Is this expected? I suppose this is because Apollo needs to estimate Hessian somehow, while in my settings it's really difficult to do so. On the other hand, Adam and other SGD variants rely merely on the first-order information and are more robust.

XuezheMax commented 4 years ago

Thanks for your interest.

For your question about noisy data, I am not sure how the data look like. But I don't think that Apollo is less robust than SGD and/or Adam on noisy data. Apollo does approximate Hessian, but only using first-order information.

In addition, warmup is super important for Apollo. Please use at least 100 updates for warmup. For your experiments, I suggest to set lr=1.0, init_lr=0.01 and warmup=100 to see how it compares with Adam.

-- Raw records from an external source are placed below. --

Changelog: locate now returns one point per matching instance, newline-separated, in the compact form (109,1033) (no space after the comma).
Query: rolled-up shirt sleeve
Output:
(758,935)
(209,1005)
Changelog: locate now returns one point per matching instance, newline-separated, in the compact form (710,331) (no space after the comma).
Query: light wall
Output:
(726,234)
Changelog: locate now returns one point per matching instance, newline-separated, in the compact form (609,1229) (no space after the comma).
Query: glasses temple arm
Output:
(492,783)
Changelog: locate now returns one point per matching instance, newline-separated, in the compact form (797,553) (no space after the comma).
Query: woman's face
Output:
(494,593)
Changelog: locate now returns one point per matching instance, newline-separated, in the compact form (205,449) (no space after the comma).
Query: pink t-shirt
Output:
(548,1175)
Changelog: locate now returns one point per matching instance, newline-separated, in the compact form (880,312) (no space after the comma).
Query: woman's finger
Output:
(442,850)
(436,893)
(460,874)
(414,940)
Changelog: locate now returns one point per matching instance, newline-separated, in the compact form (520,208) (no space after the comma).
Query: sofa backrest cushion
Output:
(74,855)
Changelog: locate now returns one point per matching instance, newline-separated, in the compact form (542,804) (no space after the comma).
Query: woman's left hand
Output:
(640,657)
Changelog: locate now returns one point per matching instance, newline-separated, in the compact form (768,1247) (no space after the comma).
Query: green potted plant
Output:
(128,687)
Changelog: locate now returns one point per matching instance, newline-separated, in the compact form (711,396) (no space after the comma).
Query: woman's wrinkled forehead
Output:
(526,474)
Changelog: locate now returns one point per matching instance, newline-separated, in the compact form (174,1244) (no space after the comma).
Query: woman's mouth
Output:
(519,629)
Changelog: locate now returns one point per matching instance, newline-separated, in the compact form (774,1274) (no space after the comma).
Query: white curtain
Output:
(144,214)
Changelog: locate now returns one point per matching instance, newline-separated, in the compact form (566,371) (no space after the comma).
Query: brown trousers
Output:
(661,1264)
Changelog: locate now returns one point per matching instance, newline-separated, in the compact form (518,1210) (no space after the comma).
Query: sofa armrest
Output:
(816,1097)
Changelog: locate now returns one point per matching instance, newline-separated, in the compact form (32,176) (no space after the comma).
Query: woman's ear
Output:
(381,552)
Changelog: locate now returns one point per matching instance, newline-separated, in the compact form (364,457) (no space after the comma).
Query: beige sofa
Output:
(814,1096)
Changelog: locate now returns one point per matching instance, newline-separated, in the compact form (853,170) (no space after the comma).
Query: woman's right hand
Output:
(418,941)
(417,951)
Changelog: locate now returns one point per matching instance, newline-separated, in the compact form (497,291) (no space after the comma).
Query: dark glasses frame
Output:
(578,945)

Would you please paste more details of your experiments (log of training) so that we can better analyze the results?

XuezheMax commented 4 years ago

As mentioned in the paper, another important hyper-parameter is weight decay. Since the scale of lr is very different between Apollo and Adam, we need to re-tune the weight decay so that lr_adam weight_decay_adam = lr_apollo weight_decay_apollo. For example, if we set lr = 1e-3 and weight_decay=1e-4 for Adam and lr = 1.0 for Apollo, the optimal weight_decay for Apollo should be about 1e-7.

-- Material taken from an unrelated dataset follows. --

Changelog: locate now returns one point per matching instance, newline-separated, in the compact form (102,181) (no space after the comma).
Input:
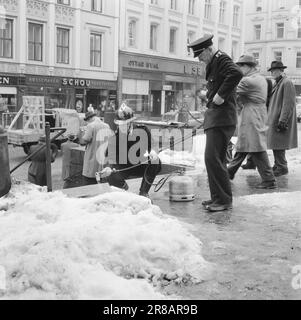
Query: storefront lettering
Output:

soloice commented 4 years ago

I'm not using weight decay.

The task is stock price prediction (regression instead of classification), and privacy reasons prevent me from posting my training log here. And I guess loss is not a good indicator of training progress because it vibrates just like GAN losses: too noisy to see a downward trend (no matter which optimizer is used). Though I do record losses during training, I seldom check them. Instead, I check correlation between model predictions and ground truth prices periodically to pick the best model.

SGD can't match the performance of Adam on my task, either.

XuezheMax commented 4 years ago

interesting. How large is the gap between Apollo (or SGD) and Adam? And have you tried RAdam?

soloice commented 4 years ago

Just tried out: RAdam performs roughly the same as Adam does.

XuezheMax commented 4 years ago

Thanks for your feedback. If you could provide more information about your task, we can analyze why Apollo underperforms Adam and/or RAdam.